Sa vie est un miracle rêvé par la romancière qui le tisse.
Modesta est l'incarnation idéalisée d'une émancipation continue et jamais tout à fait gagnée. Cette jeune femme, sortira du couvent, et rusée, fera sa place de choix au sein d'une famille aristocratique. N'abandonnant jamais son goût pour l'étude et pour la lecture, elle deviendra princesse, et règnera sur son domaine en appliquant l'éthique qu'elle s'est forgée durant toute une vie.
Nous assistons donc ravis à la réalisation d'un conte de fée d'un nouveau genre, d'une histoire "romanesque", du nom sous lequel certaines bibliothèques cataloguent les "romans roses". Mais ne nous y trompons pas, c'est une œuvre de fiction d'une force extraordinaire, comme celle incroyable de son héroïne increvable! Et ça fait du bien!
Tout d'un coup, tous les déterminismes pesants tombent les uns après les autres pour faire une place libre à la construction d'une femme belle, intelligente et accomplie, qui lutte contre les préjugés de tous ordres.
Elle est intéressante cette Héroïne parce qu'elle mène une vie pleine de paradoxes assumés sans culpabilité.
L'auteur nous conte l'histoire d'une femme libre à force de ténacité, de courage et de volonté, pour gagner toujours un peu plus d'émancipation.
Elle tue sa famille, s'échappe du couvent, accepte une position de domestique pour s'assurer une possibilité d'ascension sociale, finit par se libérer du travail et par prendre le pouvoir et le titre du domaine par un mariage arrangé dont elle saura se servir pour arriver à ses fins.
Devenue aristocrate, elle sera socialiste anarchiste, combattante du fascisme, sans oublier d'être mère de plusieurs enfants qu'elle fait ou qu'elle adopte, amante, lectrice, poète, nageuse, et que sais je encore dans ce tourbillon de "folie de vie contre folie de mort". Modesta ne cesse d'avancer jusqu’à l'âge d'être grand mère en étant toujours aussi concentrée sur sa quête...
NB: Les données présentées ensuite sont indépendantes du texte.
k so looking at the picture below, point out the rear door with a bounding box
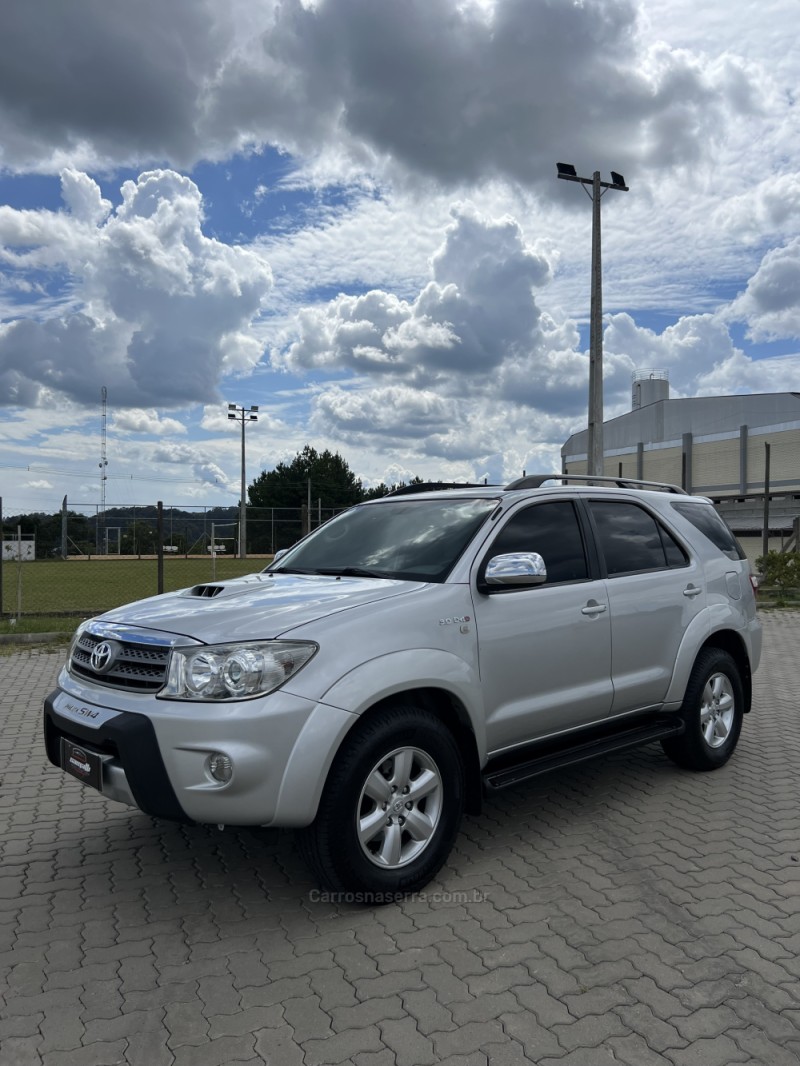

C'est un beau livre à lire pour son énergie et sa liberté de fond et de forme.
"Le mal réside dans les mots que la tradition a voulus absolus, dans les significations dénaturées que les mots continuent à revêtir. Le mot amour mentait, exactement comme le mot mort. Beaucoup de mots mentaient, ils mentaient presque tous. Voilà ce que je devais faire : étudier les mots exactement comme on étudie les plantes, les animaux. Et puis, les nettoyer de la moisissure, les délivrer des incrustations de siècles de tradition, en inventer de nouveaux, et surtout écarter pour ne plus m'en servir ceux que l'usage quotidien emploie avec le plus de fréquence, les plus pourris, comme : sublime, devoir, tradition, abnégation, humilité, âme, pudeur, cœur, héroïsme, sentiment, piété, sacrifice, résignation."
"J'appris à lire les livres d'une autre façon. Au fur et à mesure que je rencontrais certains mots, certains adjectifs, je les sortais de leur contexte et les analysais pour voir s'ils pouvaient être employés dans "mon" contexte. Dans cette première tentative d'identifier le mensonge caché derrière des mots qui avaient, y compris sur moi, un pouvoir de suggestion, je m'aperçus de combien d'entre eux et donc de combien de fausses idées j'avais été victime. Et ma haine grandit jour après jour : la haine de se découvrir trompé. "
"Quand Modesta ne savait pas nager, la distance entre elle et ce regard la faisait trembler d'espérance et de peur. Maintenant seule une paix profonde envahit son corps mûr à chaque émotion de la peau, des veines, des jointures. Corps maître de lui-même, rendu savant par l'intelligence de la chair. Intelligence profonde de la matière... du toucher, du regard, du palais. Renversée sur le rocher, Modesta observe comme ses sens mûris peuvent contenir, sans fragiles peurs d'enfance, tout l'azur, le vent, l'espace. Etonnée, elle découvre la signification du savoir que son corps a su conquérir dans ce long, ce bref trajet de ses cinquante ans. C'est comme une seconde jeunesse avec en plus la conscience précise d'être jeune, la conscience des manières de jouir, de toucher, regarder. Cinquante ans, âge d'or des découvertes, cinquante ans, âge heureux injustement calomnié par l'état civil et les poètes".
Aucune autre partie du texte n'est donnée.